面向服务机器人的交互意图理解与跟踪控制方法研究

CASIA OpenIR > 毕业生 > 博士学位论文

	面向服务机器人的交互意图理解与跟踪控制方法研究
	李康
	2019-05-23
页数	118
学位类型	博士
中文摘要	随着人工智能、机器人技术的迅猛发展，人们对于服务机器人的期待越来越高，服务机器人开始进入我们的日常生活，机器人与人的交互技术成为学术界和企业界关注的热点。对于服务机器人而言，自然高效地与人交互是提供服务最关键的能力，它不仅体现在准确感知用户传达的信息和理解用户的交互意图，还要求能合理响应用户并作出智能的行为决策。近年来，人机交互技术取得了一些成果，在机器人理解用户的交互意图方面，很多核心算法都源于模式识别，但直接迁移到服务机器人交互应用中存在各种问题，适合于服务机器人的用户交互意图推断和理解方法研究仍然任重道远；在服务机器人行为决策方面，不同服务内容面临着不同的技术挑战，现有机器人还远未达到自主适应各种场合的智能水平。因此，研究面向服务机器人的人机交互技术，以进一步提高服务机器人的智能性和灵活性，对于推动服务机器人在实际生活中的普及和使用，具有重要的理论意义和应用价值。本文针对面向服务机器人的用户交互意图理解和行为决策中的目标跟踪控制方法开展研究，主要工作总结如下：首先，研究了交互开始前机器人对用户有没有交互意图的推断问题。模仿人类主动交互的对象选择方式，提出了一种基于双模信息分析的交互对象选择方法，实现了机器人主动感知并选择想要交互的对象，改变了传统机器人被动等待用户呼唤的方式。该方法抽象了人类选择交互对象的模型，采用视觉和激光两种模态信息实现了机器人360度范围的行人感知，提出了一种基于仿人交互意图特征和随机森林回归模型(Humanoid Interaction Intention Feature and Random Forest Regression Model, HIIF-RFRM)的意图推断方法，设计了交互意图推断优先级规则，最终通过日常生活中多人场景下交互开始前的交互对象选择实验验证了所提方法的有效性。第二，研究了交互过程中机器人对用户肢体交互意图的理解问题。针对传统肢体运动识别算法直接迁移到机器人肢体交互应用中的模型输入提取以及交互中断的问题，提出了一种基于双向长短时记忆网络和仿人决策任务中断(Bidirectional Long-Short-Term Memory networks and Humanoid Decision-making Task Interruption, BLSTM-HDTI)的肢体交互意图理解方法。

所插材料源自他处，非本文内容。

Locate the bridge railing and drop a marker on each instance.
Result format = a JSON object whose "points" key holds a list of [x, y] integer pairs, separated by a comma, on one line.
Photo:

该方法设计了一种基于3D人体骨骼点信息的交互起止端检测方法，实现了快速开启和中断交互的功能。设计了具有肢体空域关系的骨骼连通向量作为模型输入，搭建了具有肢体运动时序分析能力的三层BLSTM网络，识别用户的肢体交互意图。模拟人类智能决策任务中断的方式，在设计的肢体交互接口中加入了中断功能。最终通过肢体交互中断实验验证了所提方法的有效性。第三，研究了服务机器人交互行为决策中的目标跟踪问题。提出了一种基于双模型融合的目标跟踪控制方法。该方法首先改进传统时空上下文追踪器，构建了中层特征时空上下文(Middle-level Feature Spatio-Temporal Context, MFSTC)模型，以提升光照和表观变化时的目标定位精度。然后设计了融合机制，融合了三维均值漂移(Mean-Shift based on 3D information, MS3D)模型，以改善形变和遮挡情形下的目标跟踪效果，充分发挥了两种目标追踪模型的优势。此外，设计了基于视觉伺服的目标跟踪控制器，实现了机器人对用户的安全稳定跟踪。最终通过与代表性方法在最新的RGB-D数据集上的对比实验以及多种真实场景下的用户跟踪实验验证了所提方法的有效性。第四，设计并开发了一套自然高效的人与服务机器人交互系统。该系统包括了两种交互模式：正常人与机器人的肢体交互模式以及残障人与机器人的眼动交互模式。基于本文提出的交互对象选择、肢体意图理解和目标跟踪控制方法，结合设计的机器人肢体交互回应方式，实现了正常人与服务机器人的肢体交互模式。考虑有生理功能障碍的人不方便肢体交互，设计了基于眼动意图理解和机器人避障及抓取决策的眼动交互模式，提出了一套基于eTracker注视区域追踪模型的眼动交互方案，实现了模型输入自动获取和眨眼预处理、eTracker注视区域追踪分析以及两种眼动交互接口。最终通过真实场景下人与机器人的两种模式交互实验验证了交互系统的有效性。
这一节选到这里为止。